Tim Bajarin, president of the technology research firm Creative Strategies, said the news about Mr. Jobs was “a shock because it’s abrupt.” But Mr. Bajarin said that “while there’s definitely concern for Steve as a person,” he had little concern for the company.

“Steve has built a very deep bench of managers, including the leadership of Tim Cook, who clearly understands Steve’s vision, goals and direction,” said Mr, Bajarin, who has covered Apple for 30 years. ”Secondly, this is not a company that creates product roadmaps on a short-term basis.”

The early years of Apple long ago passed into legend: The two young hippie-ish founders, Mr. Jobs and Steve Wozniak; the introduction of the first Macintosh computer in 1984; Mr. Jobs’ abrupt exit in a power struggle. But it was his return to Apple in 1998 that started a streak that raised the company from the near-dead to its current unmatched position.

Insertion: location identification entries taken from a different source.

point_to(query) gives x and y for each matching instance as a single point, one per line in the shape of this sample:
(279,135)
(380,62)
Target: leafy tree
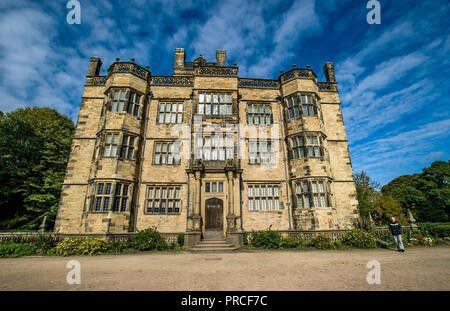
(366,192)
(426,194)
(385,207)
(34,148)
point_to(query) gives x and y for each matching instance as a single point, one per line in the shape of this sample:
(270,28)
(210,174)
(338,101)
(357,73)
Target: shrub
(359,238)
(16,250)
(46,244)
(438,229)
(81,246)
(148,239)
(270,240)
(322,241)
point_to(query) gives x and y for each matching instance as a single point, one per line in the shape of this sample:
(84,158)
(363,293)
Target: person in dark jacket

Apple’s product pipeline is an unknowable thing, but there has been strong indication that the computer maker is very close to revealing a new iPhone, which would likely include a more powerful processor (possibly dual-core, to match some rival’s chips) to handle the expanding multimedia demands placed on mobile devices.

The upcoming iPhone is also likely to be thinner and lighter, as every new version has been since the original’s release in 2007. A higher-resolution rear camera has also been expected, as well as the possibility of more powerful voice-recognition features borne out of Apple’s purchase of Siri, a small voice-recognition company, in April 2010.

In his resignation letter, Mr. Jobs recommended that Mr. Cook, Apple’s chief operating officer, succeed him. In his times as interim chief executive, he has received generally good marks from Wall Street.

Mr. Cook, 50, joined Apple in 1998 and managed the intricacies of its supply chain and later Apple’s sales and Macintosh division. He was promoted to chief operating officer in 2007, overseeing the day-to-day operations. Mr. Jobs and Mr. Cook are polar opposites. While Mr. Jobs is fiery and mercurial, Mr. Cook is soft spoken and keeps and low profile.

Wall Street has widely considered Mr. Cook, raised in Alabama and an Auburn University graduate, to be the likely successor to Mr. Jobs. While Mr. Jobs convalesced, Apple thrived with the continuing rise in iPhone sales and huge growth in the iPad, the dominant tablet computer.

The instant messaging service Twitter lit up with an outpouring of grief and gratitude Tuesday night. The few ill-spirited comments or wisecracks were met with immediate retorts that the authors should be ashamed of themselves.

“Steve Jobs is the greatest leader our industry has ever known,” wrote Marc Benioff, chief executive of Salesforce.com. “It’s the end of an era.”

“Funny how much emotion you can feel about a stranger,” wrote Susan Orlean, the author. “And yet every phone call I make, every time I’m on a computer, he’s part of it.”

“Very sad news about Steve Jobs at $AAPL,” wrote Jim Cramer, the CNBC host. “He is America’s greatest industrialist. Perhaps the greatest ever.”

Andy Baio, a tech entrepreneur in Portland, Ore., put it most directly and effectively: “We’ll miss you, Steve.”